Particularly fat grants stand out among the bowls clubs, more so if the postcode indicates a Labor seat. Thus the need to look closer at the  $649,000 to provide shade for the Aspley Memorial BC in Brisbane.

The postcode indicates the Labor seat of Lilley, but it’s actually just over the border in the LNP’s Petrie.

And the biggest bowls-related grant of all during the four years examined was $4.7 million approved in December 2018 for the Devonport Country Club.

It happens to be in the Tasmanian seat of Braddon, an electorate showered with federal money that paid off for the Liberal Party when it took the seat from Labor in 2018.

The biggest mystery for me among all the bowls grants though is the $2.4 million approved for the Thornie BC in 2018 “to provide a function venue and facilities”.

Burt MP Matt Keogh must be “a very good member”. Photo: AAP

The club is in Perth’s safe Labor seat of Burt – that doesn’t make sense.

The best explanation I can imagine is that it is situated very close to the border with Liberal Andrew Hastie’s Canning.

Indeed, Burt is mostly surrounded by Liberal seats but it still doesn’t quite make sense.

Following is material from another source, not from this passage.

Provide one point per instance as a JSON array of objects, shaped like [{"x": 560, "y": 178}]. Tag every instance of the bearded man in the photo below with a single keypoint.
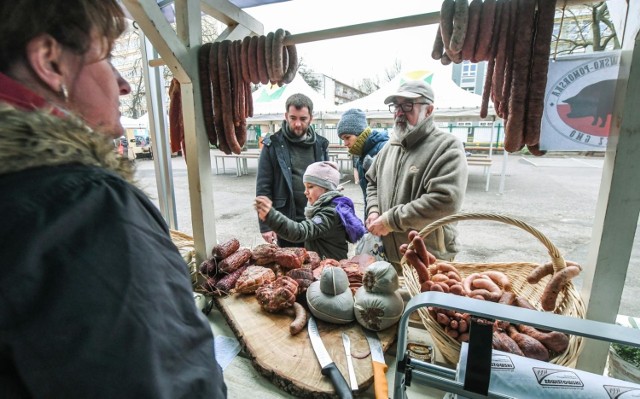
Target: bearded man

Or maybe, to use Scott Morrison’s stated reasoning for such things, maybe Matt Keogh is “a very good member”.

Or maybe, just maybe, there was a balancing of the ledger.

Burt stood out in the Morrison/McKenzie #sportsrorts for being the only electorate not to receive a single cent – and that despite a City of Gosnells application scoring 83 points on the Sport Australia assessment, a score that without political interference would have landed the money.

That’s the fascinating thing about analysing the grants corruption, the way different grants schemes can be used for political advantage.

La Trobe’s Liberal MP Jason Wood won a mention in our golf club story for the $429,000 he was credited for delivering to the Berwick Montuna club, but he’s far from a single-sport MP. His electorate’s Pakenham BC scored $550,000, but that’s far from all.

There’s no better example than Mr Wood’s website of how taxpayers’ money can be used to pitch political advantage through numerous grants to various groups in an electorate – right up to and including a share of #carporks.

Never mind the school funding, “community facilities”, road upgrades and hospital funding that Mr Wood gives the impression of claiming credit for, there are 28 sports clubs copping $16.6 million in La Trobe – and he doesn’t seem to have included the Pakenham BC’s half million yet.

It looks good for the local member, but with grants skewed so heavily with a political bias, it’s hard to see how it is the best outcome for the Commonwealth.